10 DEAD AFTER WEEK TROUT FISHING

They say when you guide fishing trips you get all kinds. They also say that you learn something new with every day on the water. I can’t tell you the name of the creek or the eight high school boys involved, but I can tell you that both of those axioms were underlined for me over the past week as I attempted to teach fly fishing on a trout stream in southern Virginia. So I feel it is my duty to relay the lessons I’ve learned to you, should you, sometime in the future, concoct an unnatural desire to maroon yourself from outside resources with a gang of pubescent males.

First, friends together are astronomically more destructive and outrageous than friends apart. Make half of those friends brothers of the other half, and the difference is increased exponentially. Apart they take an interest in fishing, and fade with time in the running water of the creek and the almost-there rhythm of a false cast. Together, group think rules, buttocks brandings occur while dosed up on sobriety and the counter-intuitive need to establish clout at two o’ clock in the morning, and the thought of fishing dies like epidermis on hot metal.

I should mention that, though it may at first seem like a dominant move, having your butt branded is in fact quite submissive, especially if the burn bears a striking resemblance to male genitalia in the cold light of day. Also, most brandings can probably be classified as first- or light second-degree burns—not an emergency that requires evacuation, but an injury that will ruin many activities for the following several days. If you were asking my advice, should you develop an unshakeable desire to get branded on skin you use frequently, attempt to wait till the end of the trip. It’s more comfortable.
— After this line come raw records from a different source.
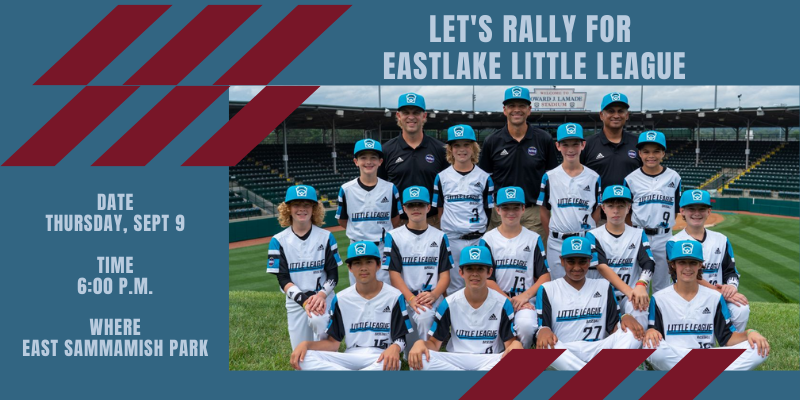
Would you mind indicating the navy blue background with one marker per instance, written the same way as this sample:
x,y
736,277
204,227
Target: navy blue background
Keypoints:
x,y
742,43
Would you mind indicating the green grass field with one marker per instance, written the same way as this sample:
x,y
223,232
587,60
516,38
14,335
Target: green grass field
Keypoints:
x,y
767,252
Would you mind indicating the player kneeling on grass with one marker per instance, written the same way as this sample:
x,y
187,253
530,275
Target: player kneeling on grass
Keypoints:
x,y
370,316
478,322
306,260
719,267
688,316
623,254
581,315
520,263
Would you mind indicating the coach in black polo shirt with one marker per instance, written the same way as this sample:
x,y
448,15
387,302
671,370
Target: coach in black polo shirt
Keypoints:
x,y
413,159
519,155
612,153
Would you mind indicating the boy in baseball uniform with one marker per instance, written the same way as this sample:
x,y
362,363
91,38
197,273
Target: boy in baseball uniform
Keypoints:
x,y
656,192
370,316
581,315
520,262
687,315
477,322
719,267
305,259
368,206
569,193
462,194
418,259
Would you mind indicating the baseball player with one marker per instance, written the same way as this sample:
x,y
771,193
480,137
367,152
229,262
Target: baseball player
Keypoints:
x,y
570,193
369,206
370,315
623,254
462,194
656,192
306,260
477,322
687,315
581,315
719,267
418,259
520,262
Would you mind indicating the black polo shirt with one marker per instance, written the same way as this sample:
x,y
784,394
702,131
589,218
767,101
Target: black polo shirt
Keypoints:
x,y
612,161
522,163
405,166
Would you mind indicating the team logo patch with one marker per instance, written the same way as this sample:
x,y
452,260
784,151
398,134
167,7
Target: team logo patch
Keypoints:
x,y
474,254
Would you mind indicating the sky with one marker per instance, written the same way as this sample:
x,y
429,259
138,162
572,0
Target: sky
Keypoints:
x,y
489,98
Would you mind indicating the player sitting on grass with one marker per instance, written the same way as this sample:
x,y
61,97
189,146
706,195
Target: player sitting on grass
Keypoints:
x,y
719,267
418,259
520,263
478,322
306,260
623,254
569,193
463,195
368,206
581,315
370,316
688,316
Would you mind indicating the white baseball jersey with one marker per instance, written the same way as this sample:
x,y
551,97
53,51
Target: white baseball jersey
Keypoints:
x,y
518,262
589,314
719,266
377,322
368,210
571,201
628,255
655,198
419,256
465,199
311,262
691,324
475,331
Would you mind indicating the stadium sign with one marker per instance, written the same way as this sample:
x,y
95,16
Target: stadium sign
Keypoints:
x,y
558,99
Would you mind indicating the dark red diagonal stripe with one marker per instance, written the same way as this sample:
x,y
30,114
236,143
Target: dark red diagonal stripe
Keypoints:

Second, Ramen Noodles are better than lasagna. That’s not my personal opinion, but one crowdsourced from a group of study participants recently exposed to the 18-cent meal packs. However, if you live on Ramen, Coca-Cola, freeze pops, chips, donuts, and Pop-Tarts for four days, nothing is good, and the world is pain. That’s my personal opinion. They’re “fine.”

Third, eight kids is probably enough, particularly considering the overpopulation of the Earth. However, if you should have eight boys of roughly the same age, and regularly confine them to the same space, you might be doing the overpopulation issue a favor, but it will, more than likely, subtract drastically from the length of your own life. But no kid is bad, just excited, or a maker of poor decisions.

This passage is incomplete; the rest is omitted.